Gaslighting, Medical Control, and Isolation

The horror of Rosemary’s Baby isn’t just the supernatural plot. It’s the way medical and relational systems close in on her. Her husband conspires with the neighbors, prioritizing his career and social standing over her wellbeing. Her physician conspires with her husband and neighbors, impeding Rosemary’s attempts to regain control. At every opportunity Rosemary is cut off from supportive peers and silenced when she protests. It is this infuriating and horrifying core tension of the film that many patients describe in contemporary terms as obstetric violence: being disbelieved, coerced, or subjected to decisions without consent.
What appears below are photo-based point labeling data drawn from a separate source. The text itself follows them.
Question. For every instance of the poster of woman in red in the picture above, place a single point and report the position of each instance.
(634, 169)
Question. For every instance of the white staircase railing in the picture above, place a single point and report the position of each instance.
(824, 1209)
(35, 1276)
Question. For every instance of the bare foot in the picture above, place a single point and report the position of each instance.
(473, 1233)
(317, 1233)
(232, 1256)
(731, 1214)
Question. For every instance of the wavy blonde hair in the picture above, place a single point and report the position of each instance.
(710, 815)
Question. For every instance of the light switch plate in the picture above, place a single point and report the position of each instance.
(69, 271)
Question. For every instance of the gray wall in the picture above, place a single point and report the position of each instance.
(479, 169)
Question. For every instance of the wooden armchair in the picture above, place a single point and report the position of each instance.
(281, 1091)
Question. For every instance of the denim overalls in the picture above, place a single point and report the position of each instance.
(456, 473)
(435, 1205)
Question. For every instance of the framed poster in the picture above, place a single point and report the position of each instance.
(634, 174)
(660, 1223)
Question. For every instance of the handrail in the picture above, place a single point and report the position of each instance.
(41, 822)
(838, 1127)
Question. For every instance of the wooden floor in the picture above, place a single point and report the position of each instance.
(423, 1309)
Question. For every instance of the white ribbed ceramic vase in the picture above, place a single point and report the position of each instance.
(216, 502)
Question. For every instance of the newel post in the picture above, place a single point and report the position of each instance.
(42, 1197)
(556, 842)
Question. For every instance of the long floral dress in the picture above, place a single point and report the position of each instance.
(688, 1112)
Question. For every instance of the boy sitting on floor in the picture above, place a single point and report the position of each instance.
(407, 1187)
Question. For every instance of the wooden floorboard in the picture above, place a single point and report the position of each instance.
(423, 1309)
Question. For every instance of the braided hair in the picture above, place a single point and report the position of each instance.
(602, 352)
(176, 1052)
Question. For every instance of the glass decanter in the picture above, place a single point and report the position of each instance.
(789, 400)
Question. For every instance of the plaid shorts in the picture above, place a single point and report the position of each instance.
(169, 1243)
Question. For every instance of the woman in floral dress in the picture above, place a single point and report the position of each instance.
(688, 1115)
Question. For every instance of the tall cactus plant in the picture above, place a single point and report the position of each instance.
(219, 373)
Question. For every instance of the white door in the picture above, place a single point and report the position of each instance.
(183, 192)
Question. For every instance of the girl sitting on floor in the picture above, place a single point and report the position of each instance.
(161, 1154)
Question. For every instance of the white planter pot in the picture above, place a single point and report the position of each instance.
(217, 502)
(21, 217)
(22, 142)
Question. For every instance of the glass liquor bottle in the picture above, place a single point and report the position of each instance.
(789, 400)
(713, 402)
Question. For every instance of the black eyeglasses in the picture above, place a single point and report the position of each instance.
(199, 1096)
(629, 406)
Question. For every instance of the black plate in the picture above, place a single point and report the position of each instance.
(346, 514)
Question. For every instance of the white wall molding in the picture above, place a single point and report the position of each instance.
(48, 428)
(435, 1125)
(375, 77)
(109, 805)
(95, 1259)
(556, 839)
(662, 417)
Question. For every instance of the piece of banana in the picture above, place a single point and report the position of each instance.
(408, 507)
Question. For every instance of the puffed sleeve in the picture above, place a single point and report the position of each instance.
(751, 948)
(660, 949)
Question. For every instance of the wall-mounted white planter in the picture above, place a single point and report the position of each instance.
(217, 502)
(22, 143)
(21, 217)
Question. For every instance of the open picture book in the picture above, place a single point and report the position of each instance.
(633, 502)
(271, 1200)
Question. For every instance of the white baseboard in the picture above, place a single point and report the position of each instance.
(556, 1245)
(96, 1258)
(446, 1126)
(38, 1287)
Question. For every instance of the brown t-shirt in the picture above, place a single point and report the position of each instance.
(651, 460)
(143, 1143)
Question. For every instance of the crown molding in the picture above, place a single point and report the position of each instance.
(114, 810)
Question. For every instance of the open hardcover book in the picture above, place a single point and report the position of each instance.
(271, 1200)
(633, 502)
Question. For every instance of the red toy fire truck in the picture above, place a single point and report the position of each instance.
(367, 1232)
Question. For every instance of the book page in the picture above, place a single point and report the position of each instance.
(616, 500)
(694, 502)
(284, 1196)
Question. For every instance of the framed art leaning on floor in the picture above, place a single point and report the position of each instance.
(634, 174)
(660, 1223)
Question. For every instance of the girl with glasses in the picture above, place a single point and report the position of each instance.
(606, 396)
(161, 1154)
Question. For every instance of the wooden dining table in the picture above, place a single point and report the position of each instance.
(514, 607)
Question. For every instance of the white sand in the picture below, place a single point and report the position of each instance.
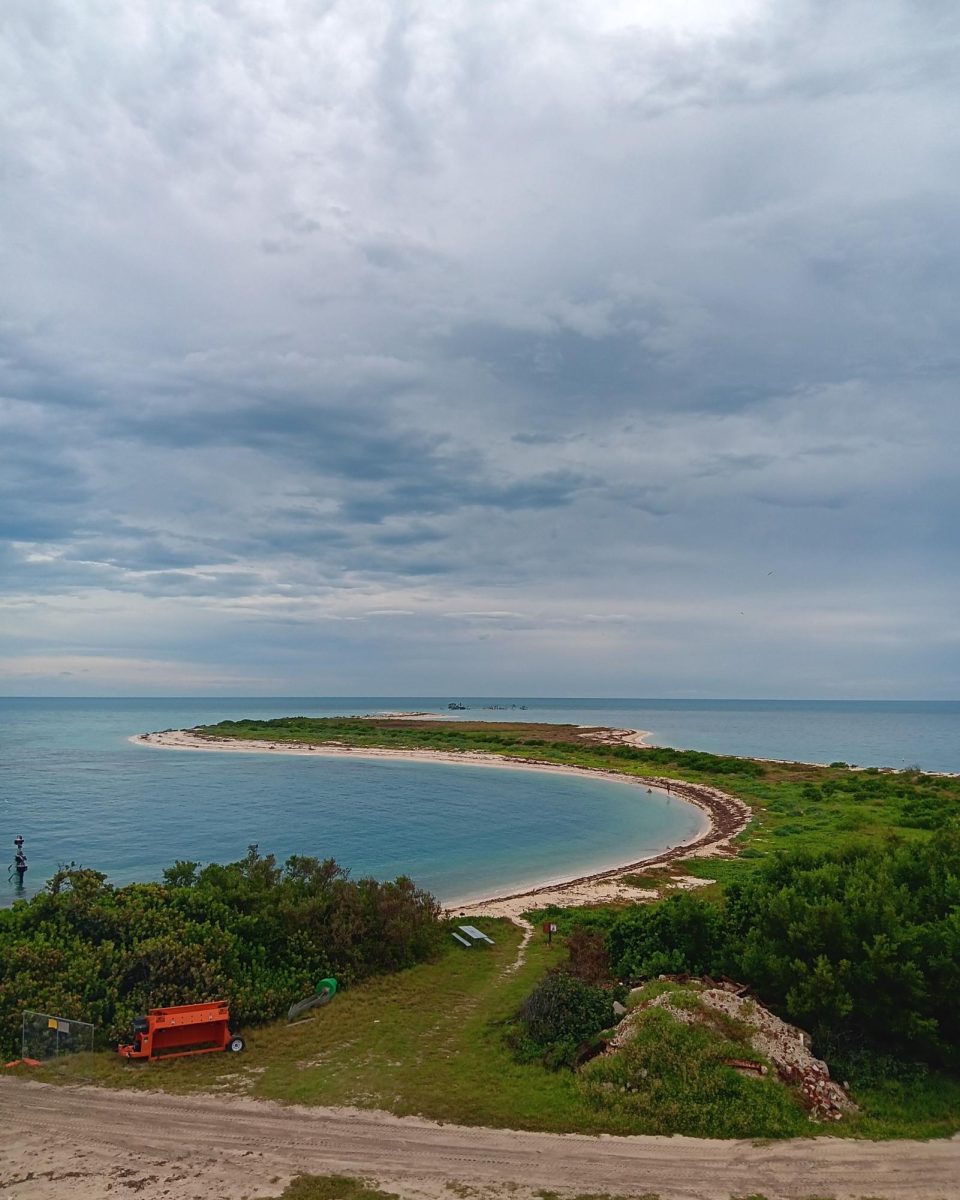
(724, 816)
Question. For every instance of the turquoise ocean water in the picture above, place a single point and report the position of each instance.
(78, 791)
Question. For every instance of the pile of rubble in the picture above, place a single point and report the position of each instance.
(786, 1048)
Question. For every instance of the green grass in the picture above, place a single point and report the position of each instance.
(429, 1041)
(333, 1187)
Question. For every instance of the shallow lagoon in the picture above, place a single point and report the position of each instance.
(77, 790)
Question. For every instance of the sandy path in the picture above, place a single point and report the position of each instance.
(88, 1143)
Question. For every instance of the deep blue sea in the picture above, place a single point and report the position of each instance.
(78, 791)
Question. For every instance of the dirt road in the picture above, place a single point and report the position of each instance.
(88, 1143)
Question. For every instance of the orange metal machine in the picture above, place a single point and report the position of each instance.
(181, 1030)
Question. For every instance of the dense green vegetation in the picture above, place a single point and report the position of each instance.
(861, 946)
(252, 931)
(840, 909)
(561, 1013)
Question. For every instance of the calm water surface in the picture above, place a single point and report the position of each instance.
(77, 790)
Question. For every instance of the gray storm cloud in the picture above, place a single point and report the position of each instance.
(534, 347)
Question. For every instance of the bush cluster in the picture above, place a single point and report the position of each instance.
(252, 933)
(861, 946)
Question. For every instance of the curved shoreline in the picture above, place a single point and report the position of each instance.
(726, 815)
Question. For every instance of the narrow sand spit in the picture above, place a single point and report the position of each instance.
(725, 815)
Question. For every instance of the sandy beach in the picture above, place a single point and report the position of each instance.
(724, 816)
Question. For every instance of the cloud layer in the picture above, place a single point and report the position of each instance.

Reproductive Autonomy as Commodity

Perhaps the darkest layer of the film is how Rosemary’s pregnancy is treated as a resource for others. Guy sees his wife’s body not as her own, but as a vessel to secure his professional success and social prestige. Rosemary’s objectification in which her pregnancy is reduced to something others can control, exploit, or benefit from resonates far beyond the film’s satanic conspiracy. It’s a reflection of real-world systems where pregnant people are seen less as autonomous individuals and more as means to an end, whether through institutional policies, cultural narratives, or interpersonal dynamics.

Why It Still Resonates

Nearly six decades after its release, Rosemary’s Baby continues to unsettle because it touches on anxieties that remain familiar: the loss of bodily autonomy, the invalidation of perinatal pain and distress, and the fear that those closest to you might not protect you when you are most vulnerable. Contemporary research shows that the perinatal period is associated with greater mental health concerns, like depression and anxiety, but also increased vulnerability to interpersonal and systemic violence. What the film stylizes as gothic horror is not far removed from the psychosocial consequences of perinatal trauma in everyday life. For clinicians, the film underscores the importance of validating perinatal distress, safeguarding patient autonomy, and recognizing how broader sociopolitical contexts often compound the risks of trauma in this period.

The terror of Rosemary’s Baby lies in its all-too-human realism. The film externalizes the fears many pregnant people face: of being silenced, isolated, and stripped of agency during one of life’s most vulnerable phases. That’s why it remains a horror classic, and why it continues to speak loudly to the fears and lived realities of today.